It all began with jiaozi (Chinese dumplings), a sidewalk table, and an unusually beautiful November day …

For the first time in what feels like months, I went for a proper stroll. It’s one of those activities, like writing this blog, that I neglect to my own detriment. They remind me where I am. I didn’t used to need reminders. I simply was where I was, and it was good. But these days I guess there are too many “promises to keep,” too many miles to walk, and too few hours of sleep.

Regardless, I finally got around to it again today. I didn’t go anywhere special. Didn’t see anything noteworthy, but it felt great. It always does. I tell myself I’m just letting my feet go where they want to go, but I really know that I’m letting my heart go wherever it wants, unsupervised by other demands.
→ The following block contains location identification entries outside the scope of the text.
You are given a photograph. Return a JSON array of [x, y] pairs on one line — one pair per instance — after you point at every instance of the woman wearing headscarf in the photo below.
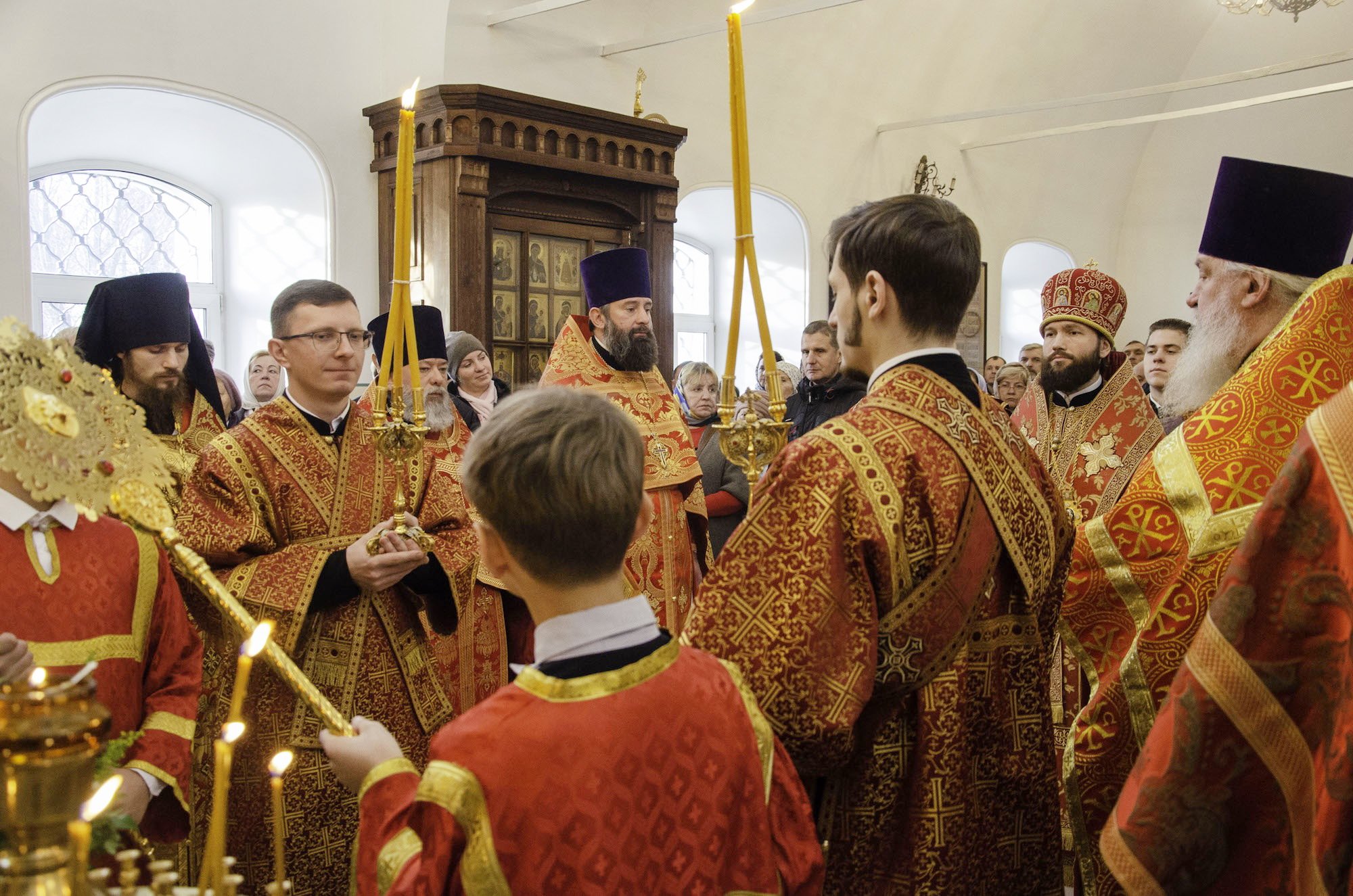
[[474, 389], [265, 381], [726, 486]]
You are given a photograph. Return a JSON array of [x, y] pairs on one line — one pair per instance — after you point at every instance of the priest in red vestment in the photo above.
[[1270, 347], [81, 590], [1245, 781], [143, 331], [894, 592], [1090, 423], [283, 506], [614, 351], [620, 762]]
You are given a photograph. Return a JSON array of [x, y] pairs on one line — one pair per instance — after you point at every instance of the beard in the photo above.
[[1071, 378], [635, 350], [162, 405], [1208, 362], [440, 412]]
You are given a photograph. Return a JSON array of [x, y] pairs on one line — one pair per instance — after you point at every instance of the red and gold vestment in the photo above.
[[198, 425], [270, 501], [658, 777], [1091, 451], [891, 598], [1245, 781], [112, 597], [1144, 574], [666, 562]]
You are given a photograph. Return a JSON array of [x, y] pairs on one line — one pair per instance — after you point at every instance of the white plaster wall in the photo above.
[[271, 198], [818, 87]]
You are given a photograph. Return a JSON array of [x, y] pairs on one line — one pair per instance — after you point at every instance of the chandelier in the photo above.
[[1264, 7]]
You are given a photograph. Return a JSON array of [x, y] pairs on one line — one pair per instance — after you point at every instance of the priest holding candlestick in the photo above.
[[297, 512]]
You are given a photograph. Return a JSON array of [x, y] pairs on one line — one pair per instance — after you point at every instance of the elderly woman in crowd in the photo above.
[[265, 381], [474, 389], [726, 486], [1011, 382]]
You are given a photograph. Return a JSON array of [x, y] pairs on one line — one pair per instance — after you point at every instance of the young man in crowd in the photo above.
[[554, 784]]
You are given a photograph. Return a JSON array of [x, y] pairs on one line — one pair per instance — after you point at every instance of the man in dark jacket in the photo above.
[[825, 392]]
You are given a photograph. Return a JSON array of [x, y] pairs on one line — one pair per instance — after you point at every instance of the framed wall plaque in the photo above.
[[972, 329]]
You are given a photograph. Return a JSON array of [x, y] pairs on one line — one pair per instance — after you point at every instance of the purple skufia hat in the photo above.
[[615, 275], [1278, 217]]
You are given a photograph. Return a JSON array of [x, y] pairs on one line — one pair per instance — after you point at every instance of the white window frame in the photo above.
[[74, 289], [699, 323]]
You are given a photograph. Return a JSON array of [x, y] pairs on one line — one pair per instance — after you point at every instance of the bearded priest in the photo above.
[[614, 351], [892, 594], [283, 506], [1090, 423], [143, 331], [472, 649], [1272, 343]]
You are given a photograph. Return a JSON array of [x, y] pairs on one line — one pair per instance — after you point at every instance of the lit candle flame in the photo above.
[[91, 808], [258, 640], [411, 95], [281, 762]]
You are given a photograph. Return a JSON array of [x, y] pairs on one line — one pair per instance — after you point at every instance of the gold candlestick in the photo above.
[[248, 650], [213, 862], [277, 768]]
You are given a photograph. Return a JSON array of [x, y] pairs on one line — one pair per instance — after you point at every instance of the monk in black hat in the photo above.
[[615, 351], [141, 329]]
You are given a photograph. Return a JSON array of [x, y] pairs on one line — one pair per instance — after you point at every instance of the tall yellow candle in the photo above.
[[213, 866], [252, 647], [277, 768]]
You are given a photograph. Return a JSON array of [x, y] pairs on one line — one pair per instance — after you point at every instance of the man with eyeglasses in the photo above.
[[141, 329], [283, 506]]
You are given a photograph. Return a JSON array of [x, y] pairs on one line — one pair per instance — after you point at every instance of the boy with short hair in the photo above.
[[622, 761]]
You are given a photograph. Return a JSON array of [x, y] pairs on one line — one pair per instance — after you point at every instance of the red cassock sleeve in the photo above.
[[171, 684], [799, 857], [405, 845]]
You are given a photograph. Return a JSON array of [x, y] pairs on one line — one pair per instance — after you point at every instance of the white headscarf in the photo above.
[[251, 402]]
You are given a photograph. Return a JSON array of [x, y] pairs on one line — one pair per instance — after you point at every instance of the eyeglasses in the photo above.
[[328, 340]]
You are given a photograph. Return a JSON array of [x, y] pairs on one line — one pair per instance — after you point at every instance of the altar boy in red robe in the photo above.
[[79, 590], [620, 762]]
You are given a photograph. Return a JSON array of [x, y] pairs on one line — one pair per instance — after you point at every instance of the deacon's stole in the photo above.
[[664, 562], [1091, 454], [112, 597], [1245, 782], [689, 762], [198, 425], [270, 501], [1144, 574], [891, 600]]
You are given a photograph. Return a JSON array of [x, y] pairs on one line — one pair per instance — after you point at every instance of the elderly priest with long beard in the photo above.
[[283, 508], [614, 351], [892, 594], [143, 331], [472, 650], [1270, 347]]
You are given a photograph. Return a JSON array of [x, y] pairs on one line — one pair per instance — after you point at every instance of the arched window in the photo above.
[[693, 302], [91, 225], [1026, 268]]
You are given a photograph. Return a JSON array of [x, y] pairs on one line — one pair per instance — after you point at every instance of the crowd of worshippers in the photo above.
[[973, 631]]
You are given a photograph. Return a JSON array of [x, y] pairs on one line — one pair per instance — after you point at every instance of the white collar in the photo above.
[[334, 424], [1095, 383], [597, 630], [16, 512], [906, 356]]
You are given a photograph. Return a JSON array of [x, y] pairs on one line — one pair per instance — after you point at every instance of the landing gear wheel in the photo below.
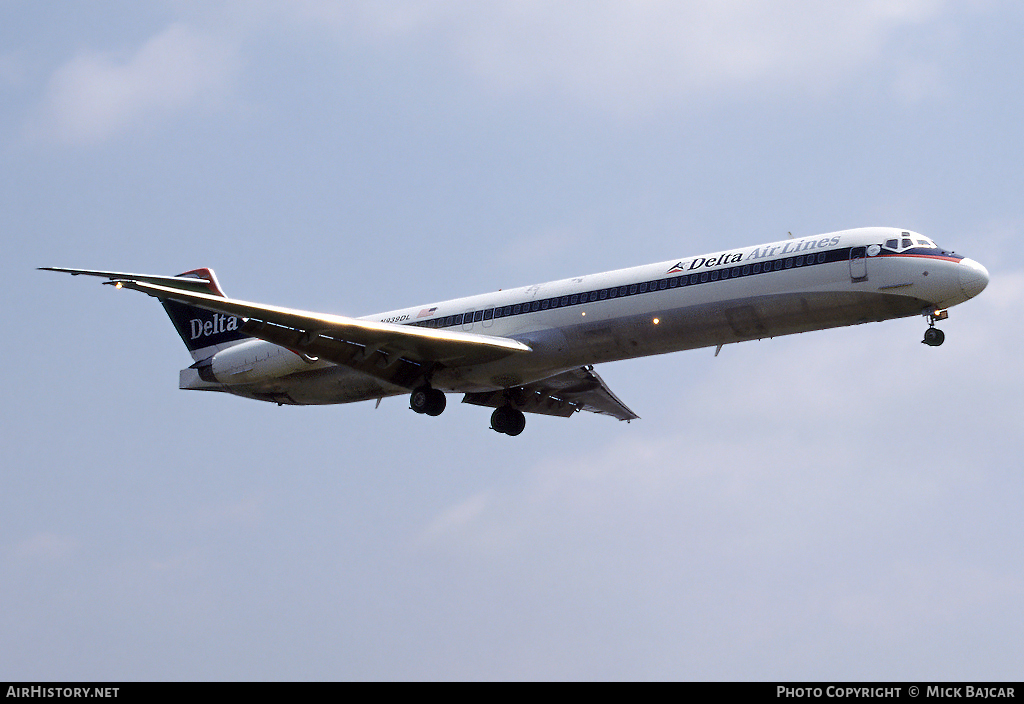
[[427, 400], [508, 421], [934, 337]]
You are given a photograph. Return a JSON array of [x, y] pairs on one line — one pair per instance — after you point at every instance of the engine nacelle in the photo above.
[[252, 361]]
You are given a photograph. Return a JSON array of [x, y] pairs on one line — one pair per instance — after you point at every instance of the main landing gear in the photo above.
[[508, 420], [427, 400], [431, 401], [933, 336]]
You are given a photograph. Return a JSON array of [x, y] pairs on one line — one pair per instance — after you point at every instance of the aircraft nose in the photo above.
[[974, 277]]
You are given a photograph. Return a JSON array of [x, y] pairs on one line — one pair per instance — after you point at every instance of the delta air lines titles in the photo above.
[[757, 253]]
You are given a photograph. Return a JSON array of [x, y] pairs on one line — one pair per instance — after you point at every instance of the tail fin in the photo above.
[[204, 332]]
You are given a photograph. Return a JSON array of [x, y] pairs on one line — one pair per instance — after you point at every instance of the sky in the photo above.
[[841, 504]]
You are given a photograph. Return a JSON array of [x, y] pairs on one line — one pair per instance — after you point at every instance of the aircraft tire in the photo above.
[[420, 399], [508, 421], [435, 406], [934, 337]]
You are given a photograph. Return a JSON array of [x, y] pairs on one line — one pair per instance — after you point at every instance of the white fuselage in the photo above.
[[793, 286]]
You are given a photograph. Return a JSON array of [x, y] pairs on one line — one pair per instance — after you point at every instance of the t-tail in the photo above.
[[204, 332]]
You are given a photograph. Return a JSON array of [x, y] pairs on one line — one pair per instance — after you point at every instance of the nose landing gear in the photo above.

One of the things I love about life in China is that it overflows all around you. It’s like the middle-aged men in Beijing who go out in the evenings in their undershirts, then lift up the shirt so it just covers their chest, and let their bellies hang out in the evening air. In China the belly of life is always spilling over the edges of shops and restaurants and apartments. The restaurant owners’ toddler wobbles around among the tables and over the sidewalk, playing while you eat. Families that own shops set up tables on the sidewalk to eat their meals together. Dogs–owned by who only they and their owners are sure–run about engaging in the social errands all their own. Tea “houses” sprout up anywhere there’s a quiet enough patch of sidewalk with room for a bamboo table and chairs. You eat at tables on the sidewalk because the restaurants are neither heated nor cooled, so there’s no point in being indoors if it’s not raining. Life bulges out of buildings in part because the stores are too small to hold everything they sell, the restaurants too small to hold all the customers they can attract, and the apartments too small to hold a (possibly extended) family’s entire life. But it’s also in part because most people here have never thought about the possibility of trying to contain life within walls, of trying to live entirely within home, office, store, restaurant–just as few people in the U.S. have ever thought of not trying to do so. Life is on display here because being a part of a community is part of what it means to be alive here. And, personally, I have to love them for that.